MamboCon la sua “salita”, Monti mette fine ai governi tecnici. Ed è un danno per l’Italia

Sarà difficile per Monti essere neutrale in campagna elettorale se in campo vi saranno una o più liste predilette. Bersani, al solito, è stato pacato nel polemizzare con questa scelta, i dirigenti ...

Sarà difficile per Monti essere neutrale in campagna elettorale se in campo vi saranno una o più liste predilette. Bersani, al solito, è stato pacato nel polemizzare con questa scelta, i dirigenti del PdL meno. Non hanno torto. Non scandalizza un presidente del consiglio che partecipa a una campagna elettorale quando deve difendere la maggioranza che lo ha eletto. Diverso è il caso di un presidente super partes. E’ una considerazione talmente evidente che non varrebbe neppure la pena di soffermarvisi.

Monti ha tutto il diritto di dire la sua attorno a rappresentazioni infondate e distruttive della sua opera. Viene meno al patto di lealtà con chi lo ha eletto se invece partecipa allo scontro. Con la discesa in campo di Monti, d’ora in poi chiamata salita, si mette la parola fine, nel nostro paese, ai governi tecnici. Molti considereranno positiva questa cancellazione di una risorsa di governabilità nei casi di estrema confusione della politica. Penso invece che sia un danno.

L’Italia perde cioè la possibilità di avere personalità in grado di mettersi al di sopra della tenzone politica in casi estremi. In fondo i tecnici montiani, nella loro polemica contro i partiti, ne fanno un elogio involontario considerando impossibile governare l’Italia senza fare parte del gioco dei partiti. Gli schieramenti che a questo punto si fronteggiano sono quattro. C’è il centro-sinistra ristretto di Bersani, c’è il fronte populistico nordista che fa capo a Berlusconi e Maroni, non necessariamente alleati, c’è il mondo giustizialista populista con due anime, quella grillina e quella di ingroia, c’è infine il rassemblement di Monti. Sono quattro mondi che non comunicano fra di loro. Sono concorrenti di una gara che può dare un vincitore alla Camera e può segnare l’ingovernabilità al Senato. Saremmo punto e a capo.
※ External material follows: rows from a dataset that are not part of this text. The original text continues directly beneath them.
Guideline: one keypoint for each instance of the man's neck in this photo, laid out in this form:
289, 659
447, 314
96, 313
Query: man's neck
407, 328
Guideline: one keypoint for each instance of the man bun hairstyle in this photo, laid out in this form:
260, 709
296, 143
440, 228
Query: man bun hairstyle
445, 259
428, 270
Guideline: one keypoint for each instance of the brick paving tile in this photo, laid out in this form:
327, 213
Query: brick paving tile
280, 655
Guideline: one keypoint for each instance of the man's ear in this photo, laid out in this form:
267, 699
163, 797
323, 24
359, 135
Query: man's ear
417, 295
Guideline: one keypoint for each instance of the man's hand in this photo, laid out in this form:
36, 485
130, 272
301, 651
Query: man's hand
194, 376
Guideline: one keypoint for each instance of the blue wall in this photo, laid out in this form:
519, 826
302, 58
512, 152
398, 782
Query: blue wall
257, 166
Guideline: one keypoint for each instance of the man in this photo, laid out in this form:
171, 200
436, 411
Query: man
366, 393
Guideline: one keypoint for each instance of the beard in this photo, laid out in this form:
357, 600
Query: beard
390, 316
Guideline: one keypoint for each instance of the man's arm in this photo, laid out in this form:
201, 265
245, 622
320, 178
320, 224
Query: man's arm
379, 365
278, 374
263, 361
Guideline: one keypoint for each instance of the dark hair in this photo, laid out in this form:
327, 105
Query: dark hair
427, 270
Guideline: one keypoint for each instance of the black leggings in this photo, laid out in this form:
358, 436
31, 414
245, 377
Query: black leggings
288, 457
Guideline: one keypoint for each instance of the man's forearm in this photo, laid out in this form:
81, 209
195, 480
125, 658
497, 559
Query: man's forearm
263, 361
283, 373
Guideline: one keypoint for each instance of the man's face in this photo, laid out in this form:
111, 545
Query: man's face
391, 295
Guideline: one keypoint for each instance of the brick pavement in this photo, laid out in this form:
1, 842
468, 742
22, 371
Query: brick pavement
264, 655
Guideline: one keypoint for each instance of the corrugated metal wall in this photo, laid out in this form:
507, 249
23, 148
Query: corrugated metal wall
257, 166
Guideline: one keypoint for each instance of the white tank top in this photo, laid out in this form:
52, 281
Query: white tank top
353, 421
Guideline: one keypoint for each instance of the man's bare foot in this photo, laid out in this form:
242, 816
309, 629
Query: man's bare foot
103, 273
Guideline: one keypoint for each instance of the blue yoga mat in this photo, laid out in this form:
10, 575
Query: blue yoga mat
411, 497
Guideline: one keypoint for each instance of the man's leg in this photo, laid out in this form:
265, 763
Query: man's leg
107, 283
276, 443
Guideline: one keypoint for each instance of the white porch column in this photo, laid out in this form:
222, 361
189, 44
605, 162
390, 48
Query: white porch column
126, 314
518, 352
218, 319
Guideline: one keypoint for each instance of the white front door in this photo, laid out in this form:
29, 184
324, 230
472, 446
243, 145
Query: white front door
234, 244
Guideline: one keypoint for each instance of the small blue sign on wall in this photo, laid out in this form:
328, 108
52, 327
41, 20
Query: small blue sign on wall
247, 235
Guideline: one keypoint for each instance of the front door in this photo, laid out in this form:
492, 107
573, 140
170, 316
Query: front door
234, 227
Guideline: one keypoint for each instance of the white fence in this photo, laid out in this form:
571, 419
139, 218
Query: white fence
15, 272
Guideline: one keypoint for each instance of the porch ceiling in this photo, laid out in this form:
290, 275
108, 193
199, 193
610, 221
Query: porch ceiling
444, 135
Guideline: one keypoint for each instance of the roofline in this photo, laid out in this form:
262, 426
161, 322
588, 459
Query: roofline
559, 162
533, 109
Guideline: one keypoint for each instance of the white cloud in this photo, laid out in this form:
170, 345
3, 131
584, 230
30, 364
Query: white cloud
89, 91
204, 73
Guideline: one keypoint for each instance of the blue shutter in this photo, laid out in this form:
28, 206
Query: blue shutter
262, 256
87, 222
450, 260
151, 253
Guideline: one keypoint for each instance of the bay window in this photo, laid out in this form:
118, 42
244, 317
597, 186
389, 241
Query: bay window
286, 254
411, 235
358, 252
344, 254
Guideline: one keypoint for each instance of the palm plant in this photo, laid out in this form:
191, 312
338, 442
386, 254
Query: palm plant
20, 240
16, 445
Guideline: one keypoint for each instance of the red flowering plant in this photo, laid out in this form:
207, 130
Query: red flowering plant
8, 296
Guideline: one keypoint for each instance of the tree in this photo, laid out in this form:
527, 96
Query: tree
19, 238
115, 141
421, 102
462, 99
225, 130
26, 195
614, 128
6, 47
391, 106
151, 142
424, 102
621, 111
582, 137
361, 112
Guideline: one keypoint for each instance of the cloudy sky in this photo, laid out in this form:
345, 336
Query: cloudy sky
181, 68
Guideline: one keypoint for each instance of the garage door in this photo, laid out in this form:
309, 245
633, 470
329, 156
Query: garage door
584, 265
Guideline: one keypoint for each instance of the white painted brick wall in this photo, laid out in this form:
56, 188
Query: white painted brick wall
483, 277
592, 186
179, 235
Uno di questi quattro contendenti rischia di uscire dalla scena. Ed è il partito di Monti. Se tutti gli altri competitor possono accettare qualunque risultato, Monti deve vincere o arrivare almeno secondo per non rischiare il fallimento. Allo stato dell’arte, però, per Monti è difficile arrivare primo e persino secondo. Un buon risultato della lista e o delle liste del premier è possibile solo a condizione che una buona parte di italiani facciano una scelta radicale a suo favore. Lo scelgano come uomo della provvidenza contro i partiti e contro i populismi. L’immagine di Monti segnalata dai sondaggi è ancora molto salda ma finora nulla segnala l’emergere di un carisma in grado di sconvolgere gli schemi del gioco della politica. Il presidente del consiglio per forzare la situazione dovrà quindi impegnarsi ancora di più ventre a terra nella campagna elettorale.

Sarò cioè costretto a violare sempre più il patto di terzietà e polemizzare con maggior forza non solo con la destra berlusconiana che lo ha eletto proprio competitor ma anche con la sinistra bersaniana in cui vanta alcuni amici. Monti per vincere deve dare una giustificazione storica del proprio impegno e potrà farlo solo polemizzando a tutto campo con la politica e presentandosi come l’uomo provvidenziale, il nuovo unto dal signore, il paladino europeo. Se questa linea è facilmente utilizzabile contro giustizialisti e grillini vari, contro berlusconani e leghisti, appare più difficile esibirla al confronto con il Pd. Monti dovrà allora tira fuori dal cilindro altri argomenti per togliere voti riformisti a Bersani. Ci ha già provato polemizzando con Vendola e Camusso.

Solo che questi argomenti sono parte del bagaglio della destra berlusconiana. Il paradosso che avremmo è quello di una campagna elettorale in cui un premier vanta il proprio lavoro, e quello del parlamento che lo ha sostenuto, indicando contemporaneamente nei partiti della sua maggioranza i nemici dell’Italia, gli avversari da battere. Sarà un’altra stranezza di questo paese con un uomo che ha governato per oltre un anno che dice al paese che chi lo ha appoggiato è inaffidabile. Qualcuno potrebbe chiedergli perché non si è dimesso prima, se questa era la sua valutazione della condizione in cui si trovava. Per fortuna che tutto questo dibattito, a dir poco bizzarro, sarà chiuso da un voto di popolo.